Ma vi immaginate se il mitico Verderame fosse stato in porta nella sfida di Coppa Italia a Parma, persa 4-1 dai giocatori di Gautieri? Ne avremmo viste delle belle perché il grintoso portiere non avrebbe tentato soltanto di dare sicurezza alla difesa ma si sarebbe sgolato per caricare al massimo una squadra che era spenta e senza troppa voglia di lottare.
Al Tardini ci sarebbe voluto lo spirito che ha riportato in alto il Varese grazie all’inossidabile minatore Beppe Sannino. Ma sarebbe stata indispensabile anche quella forza d’animo e quell’orgoglio con cui Sean Sogliano aveva rifondato la società nell’estate di nove anni fa. Queste caratteristiche appena citate non si sono, però, proprio viste a Parma e a dirlo è lo stesso Verderame: «Ho visto la
partita in televisione anche perché ero curioso di capire come si sarebbero espressi in Coppa alcuni biancorossi dalla lingua lunga. Questi campioni nel parlare hanno fatto vedere di tutto tranne quella che per tanti anni è stata l’anima del Varese: la fame, la voglia di buttarsi su ogni pallone e di non fermarsi mai per correre dietro alla palla in ogni zona del campo».
Il pesante 4-1 che ha schiacciato gli uomini di Gautieri è stata una ferita per i tifosi: «Un risultato così – continua Verderame – fa pensare e porta con sé questa domanda: ma la squadra ha onorato la maglia del Varese, che deve essere fiera di portare sempre, nelle amichevoli, in coppa e in campionato, oppure ha preferito affrontare l’impegno come se fosse una pratica da archiviare al più presto, senza preoccuparsi neppure del risultato?».
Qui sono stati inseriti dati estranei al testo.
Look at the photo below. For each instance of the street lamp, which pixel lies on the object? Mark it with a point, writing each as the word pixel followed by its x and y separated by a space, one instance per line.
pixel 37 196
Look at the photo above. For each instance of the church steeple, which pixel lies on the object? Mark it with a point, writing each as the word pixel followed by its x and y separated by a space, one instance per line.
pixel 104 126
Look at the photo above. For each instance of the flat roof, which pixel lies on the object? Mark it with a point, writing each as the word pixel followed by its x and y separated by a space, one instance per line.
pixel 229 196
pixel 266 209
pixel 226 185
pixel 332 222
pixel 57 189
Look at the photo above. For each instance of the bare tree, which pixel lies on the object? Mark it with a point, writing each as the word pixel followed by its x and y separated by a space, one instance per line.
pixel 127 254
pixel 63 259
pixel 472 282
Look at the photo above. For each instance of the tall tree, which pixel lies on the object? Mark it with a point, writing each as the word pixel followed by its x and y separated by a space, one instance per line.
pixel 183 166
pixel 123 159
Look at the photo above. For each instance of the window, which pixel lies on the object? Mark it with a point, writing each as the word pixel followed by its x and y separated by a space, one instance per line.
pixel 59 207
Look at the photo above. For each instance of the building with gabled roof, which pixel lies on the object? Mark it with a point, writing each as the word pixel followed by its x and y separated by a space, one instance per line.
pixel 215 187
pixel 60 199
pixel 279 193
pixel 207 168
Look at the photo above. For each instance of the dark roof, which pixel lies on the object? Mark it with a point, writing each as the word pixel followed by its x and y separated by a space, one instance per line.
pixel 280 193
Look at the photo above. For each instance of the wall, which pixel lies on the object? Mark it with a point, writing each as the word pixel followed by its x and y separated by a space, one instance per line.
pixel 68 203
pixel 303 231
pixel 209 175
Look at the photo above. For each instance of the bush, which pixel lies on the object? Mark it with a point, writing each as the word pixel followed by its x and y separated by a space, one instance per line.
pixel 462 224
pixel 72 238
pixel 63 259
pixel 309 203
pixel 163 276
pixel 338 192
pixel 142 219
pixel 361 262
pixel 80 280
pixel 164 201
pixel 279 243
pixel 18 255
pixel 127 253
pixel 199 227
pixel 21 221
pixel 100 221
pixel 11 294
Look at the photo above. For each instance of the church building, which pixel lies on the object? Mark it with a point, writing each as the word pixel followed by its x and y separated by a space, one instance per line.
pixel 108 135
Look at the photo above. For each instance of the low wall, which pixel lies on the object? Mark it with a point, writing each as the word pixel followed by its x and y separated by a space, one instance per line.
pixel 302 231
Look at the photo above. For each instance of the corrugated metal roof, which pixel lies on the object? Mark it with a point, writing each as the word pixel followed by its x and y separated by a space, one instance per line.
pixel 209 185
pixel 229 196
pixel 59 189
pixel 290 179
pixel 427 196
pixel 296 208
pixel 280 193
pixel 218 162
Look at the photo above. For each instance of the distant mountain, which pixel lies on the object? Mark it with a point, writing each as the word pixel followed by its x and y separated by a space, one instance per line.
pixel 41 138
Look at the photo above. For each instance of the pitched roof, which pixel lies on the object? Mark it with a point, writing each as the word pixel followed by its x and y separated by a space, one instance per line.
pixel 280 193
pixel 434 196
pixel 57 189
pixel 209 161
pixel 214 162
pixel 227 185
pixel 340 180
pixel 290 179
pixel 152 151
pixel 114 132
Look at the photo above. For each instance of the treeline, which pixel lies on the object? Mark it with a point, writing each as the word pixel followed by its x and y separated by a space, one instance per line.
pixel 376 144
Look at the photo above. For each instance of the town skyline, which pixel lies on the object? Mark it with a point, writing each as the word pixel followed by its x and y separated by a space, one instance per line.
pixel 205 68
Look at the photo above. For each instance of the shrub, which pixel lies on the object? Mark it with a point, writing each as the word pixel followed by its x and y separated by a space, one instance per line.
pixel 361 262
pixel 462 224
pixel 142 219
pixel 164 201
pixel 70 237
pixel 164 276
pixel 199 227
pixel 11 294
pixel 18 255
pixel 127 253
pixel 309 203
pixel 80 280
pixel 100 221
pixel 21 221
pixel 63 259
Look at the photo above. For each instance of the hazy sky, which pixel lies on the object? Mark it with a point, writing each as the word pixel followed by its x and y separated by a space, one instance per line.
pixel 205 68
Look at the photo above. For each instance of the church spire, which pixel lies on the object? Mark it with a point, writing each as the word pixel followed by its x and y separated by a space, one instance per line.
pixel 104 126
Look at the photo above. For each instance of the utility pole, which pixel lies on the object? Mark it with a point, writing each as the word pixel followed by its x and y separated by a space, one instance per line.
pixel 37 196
La risposta sta già nell’interrogativo di Verderame, che prosegue: «A Parma ho visto gente che cadeva a terra e non si preoccupava più di tanto di rialzarsi a lottare, come deve fare chi ha il privilegio di indossare la maglia biancorossa e chi sa cosa vuol dire varesinità. Ricordiamoci come sono stati vinti i tanti campionati in cui, sulla carta, la nostra squadra non avrebbe mai potuto competere con le super favorite e neppure con gli avversari di seconda fascia: grazie alla voglia di emergere e alla capacità di stupire per la fame e la grinta. Anche se eri morto, riuscivi a dare qualcosa in più degli altri».
Verderame non si stufa di sferzare il Varese: «A parlare sono tutti bravi ma quando vai in campo devi dare tutto. Il debutto di Milan? Ha aspettato tre anni per rivendicare di essere un portiere ma al Tardini è sembrato più che altro un vigile intento a dirigere il traffico: qualcosina in più poteva farla».
Domani c’è l’impegnativa trasferta di Carpi: «Mi auguro – conclude Verderame – che il Varese onori la maglia e ci metta anima e cuore, come facevamo noi in Eccellenza. E se sapevamo di essere meno forti degli altri, davamo il mille per mille pur di colmare la differenza e essere all’altezza».